When security problems are caused by software claiming to be something it’s not, the solutions usually involve authentication – the implementation of some type of trust system. (Just the word “trust” sends up red flags among veteran IT workers.) In any chain of trust in a computer network, there must be some unimpeachable root that is capable of vouching for the authenticity of everything else. Operating systems are typically vulnerable, and thus serve as poor roots of trust. Engineers prefer the root to be inside the computer hardware, at a more tamper-proof level.  Installing trust in any deep level has rarely been without controversy, mainly on the part of users who have learned from experience that, given the choice, both hardware and software vendors tend to trust themselves above a competitor.

The concept of building a root of trust in the BIOS traces back to 1998, with Intel’s Extensible Firmware Interface created for its Itanium processor-based servers. The idea there was to build a more programmable shell that could effectively manage the system’s transition between powering on and readying the main bus and peripherals, to launching the OS. When regulatory agencies’ scrutiny of Intel began to intensify, Intel turned over EFI to an industry consortium including AMD Microsoft, and embedded processor maker ARM.

From the very beginning, the UEFI group had stated its intention to load operating systems other than Windows. And the first successful field implementation of secure booting with UEFI in consumer-grade equipment was in the first Intel-based Macs. UEFI is already a reality in PCs sold today, and especially in motherboards sold to enthusiasts and system builders (like me). So the issue isn’t that Windows 7 doesn’t already “support UEFI,” or that UEFI by definition locks out Linux. The tools for Linux makers to adopt UEFI protocols are available openly today. So it’s wrong to say UEFI is technically incompatible with Linux. Instead, there’s a kind of “social gap” that the commercial vendors are not willing to help fill.

The Decision

The real question, of course, is does the UEFI flexibility tradeoff affect you? Specifically, does the disablement of your ability to have a dual- or multi-boot system that includes Windows 8 and one or more operating systems that do not support UEFI, impact your ability to work or use your computer the way you want?

  • If you are a part-time Linux user and part-time Windows 7 user, the answer may be “yes.” You may not want to upgrade to Windows 8 until you know for certain you can dual- or multi-boot to your preferred flavor of Linux as well as Windows 8.
  • If you use Linux occasionally, perhaps for testing, then you might consider running Linux from a virtual machine instead of creating a dual-boot system. If you’re testing Linux hardware reliability, though, a virtual implementation probably isn’t a good solution for you. If you’re just interested in the software or in the development tools available with Linux that have no counterpart in Windows yet, you may be perfectly comfortable running Linux from Oracle VirtualBox in Windows 8.
  • If you use Windows XP, and you want to upgrade to a modern PC but keep your XP-based hard drive, the UEFI lockdown could affect your ability to work with XP. You’ll be better off keeping your XP drive where it is, and running it from there.

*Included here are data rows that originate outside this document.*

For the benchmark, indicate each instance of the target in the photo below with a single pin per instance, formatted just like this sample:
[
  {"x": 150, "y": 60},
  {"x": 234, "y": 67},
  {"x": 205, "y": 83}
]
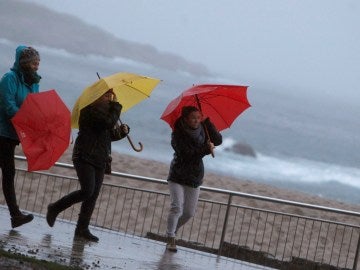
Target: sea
[{"x": 303, "y": 141}]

For everyone else, though, UEFI brings an enormous benefit: the confidence that a rootkit will not be able to substantively change the kernel of the operating system, with the aim of enabling malicious software. In my opinion, for most users, the benefits far outweigh the tradeoffs. 

Of course, I said that about UAC in Vista too, and I found my point of view caricatured in a legendary Apple ad campaign.